Las manos de mi madre pasaban en el agua,
días enteros entre estíos y la fría escarcha;
manos de arcoíris milagrosamente bellas
no sabían de dolores ni penosas madrugas.
Mi madre anciana seguía teniendo
de su juventud la fuerza y su corazón
henchido, solidario y atento,
fielmente engrandecido e inmenso.
Ven y arrúllame, madre, como se arrulla a un niño
entrelazado como un delta un río
el pequeño cuerpo mío al tuyo fecundo
y méceme con la calma del remanso cálido.

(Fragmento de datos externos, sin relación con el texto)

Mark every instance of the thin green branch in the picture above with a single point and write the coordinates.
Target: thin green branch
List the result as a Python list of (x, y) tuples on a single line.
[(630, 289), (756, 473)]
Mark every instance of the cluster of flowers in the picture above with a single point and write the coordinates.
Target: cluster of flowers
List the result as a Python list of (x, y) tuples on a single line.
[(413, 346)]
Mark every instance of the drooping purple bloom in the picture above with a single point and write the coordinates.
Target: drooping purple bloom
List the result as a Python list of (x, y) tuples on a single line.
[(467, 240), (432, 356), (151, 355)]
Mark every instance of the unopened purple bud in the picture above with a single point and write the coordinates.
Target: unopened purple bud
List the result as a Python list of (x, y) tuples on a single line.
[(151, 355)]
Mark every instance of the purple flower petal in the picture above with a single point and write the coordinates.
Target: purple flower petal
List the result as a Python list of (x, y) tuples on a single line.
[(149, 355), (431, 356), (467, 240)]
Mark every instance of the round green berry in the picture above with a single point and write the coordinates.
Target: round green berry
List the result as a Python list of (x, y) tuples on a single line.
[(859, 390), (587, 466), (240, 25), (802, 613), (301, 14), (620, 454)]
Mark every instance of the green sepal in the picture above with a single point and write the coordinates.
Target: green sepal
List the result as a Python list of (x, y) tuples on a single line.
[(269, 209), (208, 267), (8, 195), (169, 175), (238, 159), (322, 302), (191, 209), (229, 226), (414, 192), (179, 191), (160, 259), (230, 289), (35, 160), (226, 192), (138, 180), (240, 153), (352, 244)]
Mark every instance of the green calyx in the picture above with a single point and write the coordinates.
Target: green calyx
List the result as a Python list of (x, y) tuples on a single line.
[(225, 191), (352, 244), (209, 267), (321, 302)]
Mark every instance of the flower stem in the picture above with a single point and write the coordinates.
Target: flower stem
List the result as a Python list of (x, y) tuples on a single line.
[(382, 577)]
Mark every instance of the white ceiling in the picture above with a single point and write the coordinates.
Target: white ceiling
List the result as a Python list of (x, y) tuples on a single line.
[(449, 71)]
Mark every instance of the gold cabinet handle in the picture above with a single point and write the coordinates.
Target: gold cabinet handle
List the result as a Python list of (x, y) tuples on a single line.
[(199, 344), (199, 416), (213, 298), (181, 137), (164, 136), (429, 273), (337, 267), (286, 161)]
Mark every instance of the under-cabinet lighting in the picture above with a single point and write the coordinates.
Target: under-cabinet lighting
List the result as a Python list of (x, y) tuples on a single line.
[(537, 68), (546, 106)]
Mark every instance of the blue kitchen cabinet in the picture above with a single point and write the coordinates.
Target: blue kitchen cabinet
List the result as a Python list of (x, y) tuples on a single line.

Perdona, madre, la tibieza de mis labios
y los besos de Judas en tus mejillas puras
y mis palabras cruentas con ese estupor
de quien no piensa que eres amor puro.
Cuando muera viejo y tú te hayas ido
quisiera sentir tus manos, madre,
alentando la zozobra de mi pecho
y que me hablaras serena, con tu acento tierno,
esa voz que calmaba todo tormento.
En la agonía y la muerte, en ese día de aflicción
y en mi último suspiro, tendré el añorado recuerdo
de tu nombre, madre, que disipará todos los miedos.
Y al ir al cielo, Madrecita mía, recíbeme en tu seno,
ahí ya serás amada por los espíritus celestes;
blanca desbordante de ese Dios que tanto amaste
y que en vida imitaste dulce y sonriente.